When the train arrived carrying Nash and three federal agents, they were met by two more agents and two officers from the Kansas City police department. These seven officers, armed with shotguns and pistols, escorted Frank Nash through Union Station to a waiting car after surveying the area to make sure nothing was amiss. As they were situating themselves (three agents in the back, Nash in the passenger seat, another agent about to get behind the wheel) there came a storm of gunfire from all directions. One of the surviving agents noted that at least one the assailants had a machine gun.
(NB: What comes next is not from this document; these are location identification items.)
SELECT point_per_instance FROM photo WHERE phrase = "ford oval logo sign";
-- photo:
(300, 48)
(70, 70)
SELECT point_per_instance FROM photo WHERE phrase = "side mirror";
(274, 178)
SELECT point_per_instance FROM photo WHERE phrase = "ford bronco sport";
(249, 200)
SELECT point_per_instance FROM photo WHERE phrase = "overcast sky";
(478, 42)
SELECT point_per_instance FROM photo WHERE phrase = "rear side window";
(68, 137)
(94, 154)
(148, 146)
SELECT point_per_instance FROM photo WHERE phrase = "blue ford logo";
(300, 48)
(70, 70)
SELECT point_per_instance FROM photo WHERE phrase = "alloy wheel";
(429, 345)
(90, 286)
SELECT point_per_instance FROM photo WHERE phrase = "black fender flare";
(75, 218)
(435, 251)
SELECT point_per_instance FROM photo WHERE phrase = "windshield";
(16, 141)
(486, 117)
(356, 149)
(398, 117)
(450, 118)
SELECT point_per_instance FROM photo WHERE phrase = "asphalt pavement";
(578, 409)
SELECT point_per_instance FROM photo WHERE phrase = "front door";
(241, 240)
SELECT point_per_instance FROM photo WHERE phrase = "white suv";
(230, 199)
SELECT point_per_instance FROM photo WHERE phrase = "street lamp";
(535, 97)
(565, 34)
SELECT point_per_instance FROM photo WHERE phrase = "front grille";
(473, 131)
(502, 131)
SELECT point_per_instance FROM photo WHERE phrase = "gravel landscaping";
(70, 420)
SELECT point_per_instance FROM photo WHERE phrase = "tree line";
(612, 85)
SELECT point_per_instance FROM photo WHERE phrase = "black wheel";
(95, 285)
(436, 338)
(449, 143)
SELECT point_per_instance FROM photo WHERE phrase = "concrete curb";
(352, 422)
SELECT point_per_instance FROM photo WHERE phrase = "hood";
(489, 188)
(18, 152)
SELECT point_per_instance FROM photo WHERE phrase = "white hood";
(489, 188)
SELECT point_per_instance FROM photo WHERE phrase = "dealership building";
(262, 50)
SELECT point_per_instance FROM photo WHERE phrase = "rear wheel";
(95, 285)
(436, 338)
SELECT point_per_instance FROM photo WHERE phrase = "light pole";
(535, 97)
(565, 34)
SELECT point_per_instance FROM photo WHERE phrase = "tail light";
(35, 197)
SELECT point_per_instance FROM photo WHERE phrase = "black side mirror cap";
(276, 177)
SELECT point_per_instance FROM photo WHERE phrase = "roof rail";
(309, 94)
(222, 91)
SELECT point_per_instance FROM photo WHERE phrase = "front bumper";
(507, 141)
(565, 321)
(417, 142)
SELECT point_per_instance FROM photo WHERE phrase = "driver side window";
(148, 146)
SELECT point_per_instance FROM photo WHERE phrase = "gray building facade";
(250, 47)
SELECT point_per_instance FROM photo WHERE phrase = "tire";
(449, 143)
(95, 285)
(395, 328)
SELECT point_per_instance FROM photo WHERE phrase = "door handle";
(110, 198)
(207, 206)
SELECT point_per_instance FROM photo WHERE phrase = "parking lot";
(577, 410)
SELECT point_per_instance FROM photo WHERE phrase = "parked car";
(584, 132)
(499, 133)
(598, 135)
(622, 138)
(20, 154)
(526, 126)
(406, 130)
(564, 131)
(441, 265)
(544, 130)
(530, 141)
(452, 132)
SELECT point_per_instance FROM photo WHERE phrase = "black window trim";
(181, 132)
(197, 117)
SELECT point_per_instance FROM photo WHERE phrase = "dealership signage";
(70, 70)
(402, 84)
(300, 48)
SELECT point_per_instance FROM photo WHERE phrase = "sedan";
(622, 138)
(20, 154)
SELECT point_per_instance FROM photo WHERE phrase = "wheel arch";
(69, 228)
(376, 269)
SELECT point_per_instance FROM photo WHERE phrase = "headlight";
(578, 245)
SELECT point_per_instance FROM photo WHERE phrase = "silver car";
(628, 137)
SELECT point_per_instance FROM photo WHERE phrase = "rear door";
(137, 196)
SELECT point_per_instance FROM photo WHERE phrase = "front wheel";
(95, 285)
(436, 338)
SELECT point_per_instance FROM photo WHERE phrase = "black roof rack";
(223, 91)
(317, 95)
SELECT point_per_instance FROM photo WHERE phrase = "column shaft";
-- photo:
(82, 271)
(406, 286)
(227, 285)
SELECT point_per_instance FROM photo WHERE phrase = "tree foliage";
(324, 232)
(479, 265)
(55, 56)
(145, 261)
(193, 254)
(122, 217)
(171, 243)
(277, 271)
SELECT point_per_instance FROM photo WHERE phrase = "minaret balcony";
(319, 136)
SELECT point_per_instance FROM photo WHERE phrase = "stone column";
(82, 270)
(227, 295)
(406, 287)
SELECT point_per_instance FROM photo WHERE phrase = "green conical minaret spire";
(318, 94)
Two of the agents in the back seat fell forward and were able to avoid being seriously injured, but the other was killed, as were all three law enforcement officials (still outside their vehicles) and Frank Nash (rendering the whole thing completely pointless).
The FBI contends that beer bottles found in Miller’s home yielded Richetti’s fingerprints, thus linking him to the crime; his fate was mentioned earlier. As for Miller, he fled to the East Coast, where he was later strangled and beaten to death with a hammer by an assailant who has never been identified.